17  Chapter 17: Grassmannians and Distances Between Subspaces

When data are not points, but linear worlds

Author

He Wang

18 The story: comparing directions, not only points

In earlier chapters, a vector was often the main object. A vector could be a point, a signal, an image, a list of coefficients, or a feature representation.

But in many modern applications, the important object is not one vector. It is a subspace.

A data set with columns

\[ A=[\vec a_1\ \vec a_2\ \cdots\ \vec a_k]\in \mathbb R^{n\times k} \]
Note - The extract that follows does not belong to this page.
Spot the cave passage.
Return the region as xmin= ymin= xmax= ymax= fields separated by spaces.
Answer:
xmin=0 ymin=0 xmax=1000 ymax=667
carries the linear information

\[ \operatorname{im}(A)=\operatorname{span}\{\vec a_1,\ldots,\vec a_k\}\subseteq \mathbb R^n. \]

In PCA, the first few principal components span a low-dimensional subspace. In computer vision, several images of the same object may span a subspace. In signal processing, a family of observations may be represented by a subspace. In machine learning, a group of embeddings may be compared by comparing the subspaces they generate.

So the central question of this chapter is:

ImportantGuiding question

How do we measure the distance between two linear subspaces?

A first attempt fails immediately. If \(U,W\subseteq \mathbb R^n\) are linear subspaces, then both contain \(\vec 0\). Therefore

\[ \min_{\vec u\in U,\ \vec w\in W}\|\vec u-\vec w\|=0 \]

for every pair of subspaces. This quantity cannot distinguish two identical subspaces from two very different subspaces. To compare subspaces, we must compare directions.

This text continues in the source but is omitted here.